Energy efficiency practices and renewable sources will have an increasingly relevant participation in industrial activities in Brazil and worldwide
Brazil’s energy sector stands out for the significant share of renewable sources in its energy mix, which is the case of just a few other countries in the world. This means that greenhouse gas (GHG) emissions per unit of energy consumed in Brazil are small compared to other countries.
Brazil’s performance is unparalleled in the electricity front. The 2020 National Energy Balance provides the following breakdown of the Brazilian electricity mix: renewable sources accounted for 83% of the country’s electricity mix, with hydro generation corresponding to 64.9% of this total; wind, 8.6%; biomass, 8.4%, and solar, 1%.
Renewable energy sources account for 48.4% of Brazil’s energy mix. By way of comparison, renewable sources represent only 19.7% of the European Union’s energy mix, 11% of that of OECD countries, and 13.8% worldwide.
Brazil, however, still has a long way to go before it reaches socioeconomic standards that are comparable to those of developed countries, in particular in relation to per capita energy consumption, which is expected to increase by 2030.
The challenge will be to keep up with the current share of renewable energies, mainly due to extreme weather events that should affect the water reservoirs used for hydro generation.
Although the Brazilian industrial sector accounts for approximately 21% of the country’s GDP, the 4th National Communication of Brazil to the United Nations Framework Convention shows that it is only responsible for 6.4% of Brazil’s greenhouse gas (GHG) emissions (disaggregated from the energy mix).
In this regard, the low intensity of GHG emissions from energy use in the industrial sector deserves special notice. Brazil had an emission intensity of 139.93 tons of CO2 per million US$ of GDP, while France, Argentina and the USA reported 145.85, 246.12 and 374.88 tons, respectively.
And, within the BRICS countries, the Brazilian edge is even more pronounced, as the average emission intensity of the countries in this group is 476.39 tons, while for Russia and China it stands at 590.72 and 638.64 tons, respectively.
This and other comparisons are included in a CNI publication based on data from the World Resources Institute (WRI) 2010.

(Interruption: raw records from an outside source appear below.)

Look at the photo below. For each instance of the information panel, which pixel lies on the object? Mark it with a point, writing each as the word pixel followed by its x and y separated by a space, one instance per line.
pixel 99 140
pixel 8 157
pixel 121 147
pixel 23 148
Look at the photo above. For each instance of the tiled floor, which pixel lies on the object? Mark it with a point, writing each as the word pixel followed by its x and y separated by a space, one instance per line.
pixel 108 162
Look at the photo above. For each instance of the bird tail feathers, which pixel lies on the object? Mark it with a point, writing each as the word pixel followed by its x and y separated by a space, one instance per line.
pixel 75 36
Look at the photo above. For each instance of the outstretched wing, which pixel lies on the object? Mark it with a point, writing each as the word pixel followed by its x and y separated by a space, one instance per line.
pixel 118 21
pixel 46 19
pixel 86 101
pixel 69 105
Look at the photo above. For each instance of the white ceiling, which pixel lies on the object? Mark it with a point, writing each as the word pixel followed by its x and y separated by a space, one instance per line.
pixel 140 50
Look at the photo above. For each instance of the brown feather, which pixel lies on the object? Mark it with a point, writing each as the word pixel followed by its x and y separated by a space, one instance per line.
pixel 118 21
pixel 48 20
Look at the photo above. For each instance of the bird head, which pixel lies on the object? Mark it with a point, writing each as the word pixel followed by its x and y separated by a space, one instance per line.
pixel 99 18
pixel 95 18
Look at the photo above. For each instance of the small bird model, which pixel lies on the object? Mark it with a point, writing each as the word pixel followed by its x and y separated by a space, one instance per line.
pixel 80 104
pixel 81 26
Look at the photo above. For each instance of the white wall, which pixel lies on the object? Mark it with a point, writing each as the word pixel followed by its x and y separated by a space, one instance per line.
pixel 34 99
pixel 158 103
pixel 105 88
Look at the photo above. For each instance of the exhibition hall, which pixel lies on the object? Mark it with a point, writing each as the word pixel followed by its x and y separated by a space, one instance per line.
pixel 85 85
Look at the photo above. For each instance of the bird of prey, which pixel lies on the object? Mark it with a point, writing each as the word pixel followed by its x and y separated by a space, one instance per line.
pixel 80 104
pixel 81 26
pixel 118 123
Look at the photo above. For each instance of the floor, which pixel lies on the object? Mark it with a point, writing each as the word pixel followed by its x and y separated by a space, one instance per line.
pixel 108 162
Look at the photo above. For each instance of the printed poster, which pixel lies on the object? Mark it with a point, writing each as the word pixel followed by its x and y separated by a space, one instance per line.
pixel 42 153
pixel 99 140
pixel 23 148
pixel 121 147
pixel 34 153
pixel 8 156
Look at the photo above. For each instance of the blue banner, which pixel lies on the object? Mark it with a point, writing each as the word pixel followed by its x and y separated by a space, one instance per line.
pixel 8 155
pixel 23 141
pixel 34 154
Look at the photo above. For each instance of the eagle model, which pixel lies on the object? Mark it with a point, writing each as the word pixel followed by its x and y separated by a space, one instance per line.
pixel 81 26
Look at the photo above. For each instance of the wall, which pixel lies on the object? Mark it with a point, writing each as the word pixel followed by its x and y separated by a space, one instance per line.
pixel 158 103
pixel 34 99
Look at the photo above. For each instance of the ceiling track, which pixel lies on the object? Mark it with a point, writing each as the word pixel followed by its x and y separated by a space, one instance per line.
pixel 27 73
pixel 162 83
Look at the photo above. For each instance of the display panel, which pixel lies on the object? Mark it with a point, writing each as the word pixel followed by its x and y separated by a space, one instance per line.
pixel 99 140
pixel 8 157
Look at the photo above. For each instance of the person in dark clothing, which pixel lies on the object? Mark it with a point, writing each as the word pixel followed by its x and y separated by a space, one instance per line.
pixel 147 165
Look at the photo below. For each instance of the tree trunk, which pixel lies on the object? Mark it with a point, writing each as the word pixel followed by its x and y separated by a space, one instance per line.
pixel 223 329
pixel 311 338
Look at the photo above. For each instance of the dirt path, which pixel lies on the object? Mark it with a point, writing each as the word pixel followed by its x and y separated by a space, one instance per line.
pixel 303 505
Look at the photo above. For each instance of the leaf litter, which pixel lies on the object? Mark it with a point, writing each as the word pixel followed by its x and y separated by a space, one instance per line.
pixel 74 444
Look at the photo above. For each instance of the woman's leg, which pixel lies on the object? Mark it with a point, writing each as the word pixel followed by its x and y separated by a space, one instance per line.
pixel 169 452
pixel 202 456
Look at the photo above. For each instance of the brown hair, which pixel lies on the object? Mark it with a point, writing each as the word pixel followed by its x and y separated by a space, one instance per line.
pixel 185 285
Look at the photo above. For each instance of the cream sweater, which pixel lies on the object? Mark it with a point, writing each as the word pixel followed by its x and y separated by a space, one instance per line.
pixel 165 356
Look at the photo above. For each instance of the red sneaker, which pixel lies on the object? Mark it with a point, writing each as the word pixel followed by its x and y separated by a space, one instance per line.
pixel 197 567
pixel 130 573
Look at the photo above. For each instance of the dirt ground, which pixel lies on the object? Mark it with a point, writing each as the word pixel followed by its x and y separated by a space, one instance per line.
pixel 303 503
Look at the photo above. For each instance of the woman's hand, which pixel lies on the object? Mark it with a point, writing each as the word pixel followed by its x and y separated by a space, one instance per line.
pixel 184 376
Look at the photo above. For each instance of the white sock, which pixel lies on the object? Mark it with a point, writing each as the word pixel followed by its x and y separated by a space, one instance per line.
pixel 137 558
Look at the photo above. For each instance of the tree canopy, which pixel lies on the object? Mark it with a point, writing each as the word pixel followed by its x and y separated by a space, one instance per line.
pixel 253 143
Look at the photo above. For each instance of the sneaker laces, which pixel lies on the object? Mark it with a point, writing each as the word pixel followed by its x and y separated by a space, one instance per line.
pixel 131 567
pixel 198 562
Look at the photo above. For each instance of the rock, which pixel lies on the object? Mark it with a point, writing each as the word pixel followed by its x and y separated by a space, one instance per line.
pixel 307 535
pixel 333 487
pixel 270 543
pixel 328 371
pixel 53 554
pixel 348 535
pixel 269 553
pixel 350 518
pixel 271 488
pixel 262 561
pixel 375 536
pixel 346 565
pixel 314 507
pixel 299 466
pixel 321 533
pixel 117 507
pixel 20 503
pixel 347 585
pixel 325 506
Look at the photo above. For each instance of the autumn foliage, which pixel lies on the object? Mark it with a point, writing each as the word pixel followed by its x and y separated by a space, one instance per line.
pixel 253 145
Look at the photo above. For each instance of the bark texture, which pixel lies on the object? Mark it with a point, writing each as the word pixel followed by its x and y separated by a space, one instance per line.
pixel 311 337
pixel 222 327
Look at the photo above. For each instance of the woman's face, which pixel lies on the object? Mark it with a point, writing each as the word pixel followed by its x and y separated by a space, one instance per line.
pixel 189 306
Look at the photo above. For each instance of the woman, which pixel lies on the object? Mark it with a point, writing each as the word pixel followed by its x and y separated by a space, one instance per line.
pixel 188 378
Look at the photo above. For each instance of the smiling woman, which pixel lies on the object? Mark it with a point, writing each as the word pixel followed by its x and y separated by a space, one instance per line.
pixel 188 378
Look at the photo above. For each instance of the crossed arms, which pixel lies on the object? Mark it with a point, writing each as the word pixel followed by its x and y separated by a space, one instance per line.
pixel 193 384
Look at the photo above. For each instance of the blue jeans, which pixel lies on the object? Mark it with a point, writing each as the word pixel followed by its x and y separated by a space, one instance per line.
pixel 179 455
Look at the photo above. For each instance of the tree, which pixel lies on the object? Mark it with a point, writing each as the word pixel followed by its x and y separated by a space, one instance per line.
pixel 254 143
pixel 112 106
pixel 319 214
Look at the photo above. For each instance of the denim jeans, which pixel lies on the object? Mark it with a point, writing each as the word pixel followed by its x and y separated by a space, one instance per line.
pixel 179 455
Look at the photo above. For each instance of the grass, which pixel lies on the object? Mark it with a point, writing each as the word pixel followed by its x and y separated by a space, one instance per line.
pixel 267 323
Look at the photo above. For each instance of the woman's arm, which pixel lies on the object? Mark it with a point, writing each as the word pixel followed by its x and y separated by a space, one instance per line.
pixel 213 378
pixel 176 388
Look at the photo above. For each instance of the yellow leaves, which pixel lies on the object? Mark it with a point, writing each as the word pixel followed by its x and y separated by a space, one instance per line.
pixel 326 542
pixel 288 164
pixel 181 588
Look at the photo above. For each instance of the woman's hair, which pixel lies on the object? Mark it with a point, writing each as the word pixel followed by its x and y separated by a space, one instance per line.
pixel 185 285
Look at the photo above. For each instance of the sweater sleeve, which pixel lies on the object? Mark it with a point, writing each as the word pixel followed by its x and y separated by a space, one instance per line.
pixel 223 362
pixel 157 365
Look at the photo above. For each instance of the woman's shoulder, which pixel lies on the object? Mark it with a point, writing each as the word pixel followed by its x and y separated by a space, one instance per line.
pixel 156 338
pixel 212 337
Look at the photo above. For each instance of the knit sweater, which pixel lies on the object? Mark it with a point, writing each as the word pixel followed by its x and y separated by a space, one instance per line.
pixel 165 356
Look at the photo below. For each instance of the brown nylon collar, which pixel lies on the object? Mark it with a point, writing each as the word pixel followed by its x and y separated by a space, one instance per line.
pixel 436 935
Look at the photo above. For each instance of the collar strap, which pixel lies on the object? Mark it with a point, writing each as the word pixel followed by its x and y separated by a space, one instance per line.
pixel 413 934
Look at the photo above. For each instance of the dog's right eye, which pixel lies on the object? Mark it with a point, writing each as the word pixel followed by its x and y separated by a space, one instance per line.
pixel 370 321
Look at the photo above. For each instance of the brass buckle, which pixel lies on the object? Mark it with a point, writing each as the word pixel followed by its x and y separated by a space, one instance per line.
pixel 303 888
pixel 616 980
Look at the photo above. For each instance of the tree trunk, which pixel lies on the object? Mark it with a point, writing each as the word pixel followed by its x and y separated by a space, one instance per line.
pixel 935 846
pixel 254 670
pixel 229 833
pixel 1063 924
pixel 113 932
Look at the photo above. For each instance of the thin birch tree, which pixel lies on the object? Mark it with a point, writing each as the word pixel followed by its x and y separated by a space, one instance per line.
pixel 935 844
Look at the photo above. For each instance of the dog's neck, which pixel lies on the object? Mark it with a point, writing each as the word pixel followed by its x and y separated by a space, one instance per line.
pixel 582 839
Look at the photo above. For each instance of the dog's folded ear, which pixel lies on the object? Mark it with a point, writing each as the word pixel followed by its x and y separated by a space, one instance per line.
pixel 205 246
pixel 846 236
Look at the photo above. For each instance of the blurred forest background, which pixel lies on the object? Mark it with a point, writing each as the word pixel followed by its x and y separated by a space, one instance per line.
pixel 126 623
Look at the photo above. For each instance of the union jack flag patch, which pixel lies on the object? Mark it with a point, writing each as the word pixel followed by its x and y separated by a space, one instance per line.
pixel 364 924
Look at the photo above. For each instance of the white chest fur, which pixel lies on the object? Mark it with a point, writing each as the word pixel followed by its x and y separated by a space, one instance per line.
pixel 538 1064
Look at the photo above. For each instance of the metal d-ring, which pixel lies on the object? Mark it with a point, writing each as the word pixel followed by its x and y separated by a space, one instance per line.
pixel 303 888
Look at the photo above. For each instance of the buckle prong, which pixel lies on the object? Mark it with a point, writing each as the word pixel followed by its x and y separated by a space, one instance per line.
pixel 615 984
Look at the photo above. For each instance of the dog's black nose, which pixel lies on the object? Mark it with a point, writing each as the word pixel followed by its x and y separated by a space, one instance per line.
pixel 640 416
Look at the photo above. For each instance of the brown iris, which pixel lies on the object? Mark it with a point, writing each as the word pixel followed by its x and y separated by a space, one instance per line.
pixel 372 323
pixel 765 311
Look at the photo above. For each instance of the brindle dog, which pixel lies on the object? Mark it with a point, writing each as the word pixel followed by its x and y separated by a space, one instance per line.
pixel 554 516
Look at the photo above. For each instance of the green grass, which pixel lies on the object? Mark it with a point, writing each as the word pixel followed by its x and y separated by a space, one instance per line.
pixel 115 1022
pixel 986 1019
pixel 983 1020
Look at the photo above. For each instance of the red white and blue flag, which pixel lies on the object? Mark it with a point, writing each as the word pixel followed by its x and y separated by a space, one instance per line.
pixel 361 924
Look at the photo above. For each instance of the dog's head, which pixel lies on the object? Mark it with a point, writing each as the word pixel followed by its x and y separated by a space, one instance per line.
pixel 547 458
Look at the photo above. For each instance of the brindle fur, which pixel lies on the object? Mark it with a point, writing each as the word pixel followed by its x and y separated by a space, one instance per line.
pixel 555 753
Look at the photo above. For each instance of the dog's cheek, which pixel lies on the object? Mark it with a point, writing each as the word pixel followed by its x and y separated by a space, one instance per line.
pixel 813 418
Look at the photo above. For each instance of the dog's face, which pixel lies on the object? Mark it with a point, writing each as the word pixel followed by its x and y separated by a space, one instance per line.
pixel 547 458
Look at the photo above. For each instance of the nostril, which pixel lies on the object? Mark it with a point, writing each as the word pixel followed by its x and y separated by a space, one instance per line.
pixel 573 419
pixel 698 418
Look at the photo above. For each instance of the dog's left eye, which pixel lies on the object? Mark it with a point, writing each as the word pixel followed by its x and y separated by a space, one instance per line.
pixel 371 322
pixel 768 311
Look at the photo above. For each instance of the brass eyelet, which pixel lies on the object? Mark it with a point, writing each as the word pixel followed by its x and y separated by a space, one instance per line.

Under the Paris Agreement, Brazil proposed a 37% reduction in its GHG emissions by 2025 and an indicative contribution of 43%, in addition to additional actions related to renewable energy and energy efficiency. The following actions are also expected:
achieving an estimated share of 45% of renewable energies in the energy mix by 2030 through increased use of wind, biomass, solar and biofuels;
expanding the consumption of biofuels so that the share of sustainable bioenergy in the energy mix approaches 18% by 2030;
supporting new standards of clean technologies and bolstering actions related to energy efficiency and low carbon infrastructure in the industrial sector.
According to the Emissions Gap Report, among the G20 countries, only Brazil and two other countries are on track to meet their goals.
Thus, despite presenting numerous challenges, this scenario provides a lever of opportunities for new energy solutions with a view to enhancing industrial competitiveness and expanding the economy.
To this end, it is important that the public policies to be developed support a positive and structuring agenda by seeking to reconcile the principles of environmental integrity with the cost-effectiveness of the actions to be adopted. The objective is to ensure the sectors realize their potential, output and employment are boosted and efficiency is expanded.